PS SOMEBODY FUCKIN' DRAG PERCY AND HIRJ OUT! i never see those guys! that would make my birthday right therrr.
August 18, 2004 -- 4:17 PM
posted by alison
- oh, no, Tom, stand by your recommendation by all means. I wasn't trying to shut you down. I just wanted to point out the other things about the Fringe that make it worth attending... like THEATRE! I mean, hell, I've seen many a terrible play at the Fringe too, but some are good, and some are exceptionally good. Like Burlesque... going later this week... and what's it about? BURLESQUE! so... I'm sure, a fair amount of skin and panties were promised, but it also got five stars... so the acting and story line can't be terrible... it's all about what you want to and choose to go see... but try some THEATRE! really, it's not all that awful.
On an unrelated thought: Paras, what is going to happen to this site once you're really no longer a student? They don't just give out free web space indefinitely, do they?
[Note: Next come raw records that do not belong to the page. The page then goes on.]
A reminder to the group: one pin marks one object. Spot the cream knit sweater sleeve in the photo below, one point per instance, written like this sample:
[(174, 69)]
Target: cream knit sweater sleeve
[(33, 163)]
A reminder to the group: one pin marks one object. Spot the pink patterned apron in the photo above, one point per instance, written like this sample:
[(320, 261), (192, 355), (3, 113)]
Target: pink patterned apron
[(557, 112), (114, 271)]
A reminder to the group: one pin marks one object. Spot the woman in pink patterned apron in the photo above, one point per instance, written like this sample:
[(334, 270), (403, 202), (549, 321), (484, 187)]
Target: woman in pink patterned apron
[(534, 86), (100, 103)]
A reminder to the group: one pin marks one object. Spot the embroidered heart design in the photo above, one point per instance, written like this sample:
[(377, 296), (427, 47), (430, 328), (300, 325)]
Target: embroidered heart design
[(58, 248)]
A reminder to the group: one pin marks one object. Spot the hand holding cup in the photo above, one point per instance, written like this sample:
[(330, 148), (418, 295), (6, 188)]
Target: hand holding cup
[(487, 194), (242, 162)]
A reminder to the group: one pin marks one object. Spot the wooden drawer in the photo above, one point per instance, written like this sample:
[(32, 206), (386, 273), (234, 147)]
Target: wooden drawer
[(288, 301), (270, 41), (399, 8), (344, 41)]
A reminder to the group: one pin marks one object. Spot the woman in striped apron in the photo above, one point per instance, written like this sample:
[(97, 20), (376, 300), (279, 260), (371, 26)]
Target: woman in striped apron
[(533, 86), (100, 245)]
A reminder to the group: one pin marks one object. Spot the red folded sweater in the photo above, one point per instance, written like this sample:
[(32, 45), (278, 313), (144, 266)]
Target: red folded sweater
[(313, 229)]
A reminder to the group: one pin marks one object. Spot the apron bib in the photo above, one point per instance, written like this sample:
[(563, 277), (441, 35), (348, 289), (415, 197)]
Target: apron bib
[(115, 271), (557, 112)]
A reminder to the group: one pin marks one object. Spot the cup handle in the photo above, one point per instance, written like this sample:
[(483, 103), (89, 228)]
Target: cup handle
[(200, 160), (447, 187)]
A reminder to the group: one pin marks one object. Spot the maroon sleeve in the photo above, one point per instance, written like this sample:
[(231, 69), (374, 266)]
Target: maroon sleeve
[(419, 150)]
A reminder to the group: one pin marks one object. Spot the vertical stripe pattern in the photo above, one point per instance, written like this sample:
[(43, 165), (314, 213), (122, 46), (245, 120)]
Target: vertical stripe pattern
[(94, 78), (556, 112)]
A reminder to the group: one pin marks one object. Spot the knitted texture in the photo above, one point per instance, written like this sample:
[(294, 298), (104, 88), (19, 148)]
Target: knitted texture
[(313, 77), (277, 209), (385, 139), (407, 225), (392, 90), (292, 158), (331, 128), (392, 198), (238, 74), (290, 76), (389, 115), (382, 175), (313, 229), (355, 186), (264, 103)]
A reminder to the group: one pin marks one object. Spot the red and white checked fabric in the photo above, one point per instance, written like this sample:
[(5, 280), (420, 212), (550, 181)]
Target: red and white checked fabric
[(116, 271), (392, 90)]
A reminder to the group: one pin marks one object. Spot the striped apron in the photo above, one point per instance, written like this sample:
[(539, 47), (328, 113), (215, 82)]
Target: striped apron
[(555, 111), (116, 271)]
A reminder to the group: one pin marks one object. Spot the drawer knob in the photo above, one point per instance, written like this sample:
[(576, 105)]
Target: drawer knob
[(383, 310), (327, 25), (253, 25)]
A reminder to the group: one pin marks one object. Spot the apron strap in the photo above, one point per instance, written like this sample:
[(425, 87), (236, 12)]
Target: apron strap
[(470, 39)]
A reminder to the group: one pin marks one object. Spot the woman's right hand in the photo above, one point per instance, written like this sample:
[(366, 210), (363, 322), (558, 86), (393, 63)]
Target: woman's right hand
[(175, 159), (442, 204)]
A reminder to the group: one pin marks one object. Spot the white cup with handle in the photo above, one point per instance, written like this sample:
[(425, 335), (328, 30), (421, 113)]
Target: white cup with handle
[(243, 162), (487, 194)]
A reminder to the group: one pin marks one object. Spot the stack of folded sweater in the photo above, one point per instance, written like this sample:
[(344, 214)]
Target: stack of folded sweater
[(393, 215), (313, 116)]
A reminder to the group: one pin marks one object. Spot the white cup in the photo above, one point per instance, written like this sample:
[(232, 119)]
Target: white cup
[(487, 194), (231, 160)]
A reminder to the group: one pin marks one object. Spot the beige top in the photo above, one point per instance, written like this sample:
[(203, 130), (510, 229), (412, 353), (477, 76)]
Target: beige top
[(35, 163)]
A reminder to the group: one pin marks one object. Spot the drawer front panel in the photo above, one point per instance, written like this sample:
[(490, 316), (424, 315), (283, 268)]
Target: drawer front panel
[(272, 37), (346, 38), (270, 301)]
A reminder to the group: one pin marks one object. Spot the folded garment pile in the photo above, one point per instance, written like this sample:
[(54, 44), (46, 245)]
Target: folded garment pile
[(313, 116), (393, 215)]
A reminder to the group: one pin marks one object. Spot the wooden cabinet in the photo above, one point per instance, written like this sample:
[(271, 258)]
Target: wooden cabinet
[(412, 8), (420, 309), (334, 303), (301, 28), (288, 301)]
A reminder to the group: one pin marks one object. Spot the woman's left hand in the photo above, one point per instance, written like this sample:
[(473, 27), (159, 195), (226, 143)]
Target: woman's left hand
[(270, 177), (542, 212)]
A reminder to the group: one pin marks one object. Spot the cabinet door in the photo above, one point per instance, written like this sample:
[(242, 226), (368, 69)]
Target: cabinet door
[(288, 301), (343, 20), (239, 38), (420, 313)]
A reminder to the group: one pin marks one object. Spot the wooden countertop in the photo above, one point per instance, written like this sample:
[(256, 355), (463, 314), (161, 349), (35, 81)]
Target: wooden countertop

August 18, 2004 -- 1:41 PM
posted by Par
- So, there is a mercy rule in softball at the Olympics. Canada fell victim to it today, losing 7-0 in five innings. The Americans have won 75 straight softball games. "Canada (2-3) was just the second team to get a runner to third base against the U.S. in Athens."
Paper Napkin. Apparently, if someone is hitting on you, and you don't have the fortitude to reject them in person but, for some reason, you still want to crush their soul, this site is for you. Simply give them a somename@papernapkin.net e-mail address to get in touch with you. When they e-mail you, they'll get this delightfully tame rejection letter. Previously, they had this letter, which was brutal. A brief snippet:
You're probably thinking this person is totally fucked-up for rejecting you. Let's just stop and think about it for a sec. Your appearance: what is it like this very moment? Your demeanor: when you approach a stranger what are you thinking? Would your thoughts be appropriate to share with your mother?
...
If you see the rejector again, they don't want to talk to you. They will pretend you don't exist.
Penny Arcade hits the mark once again.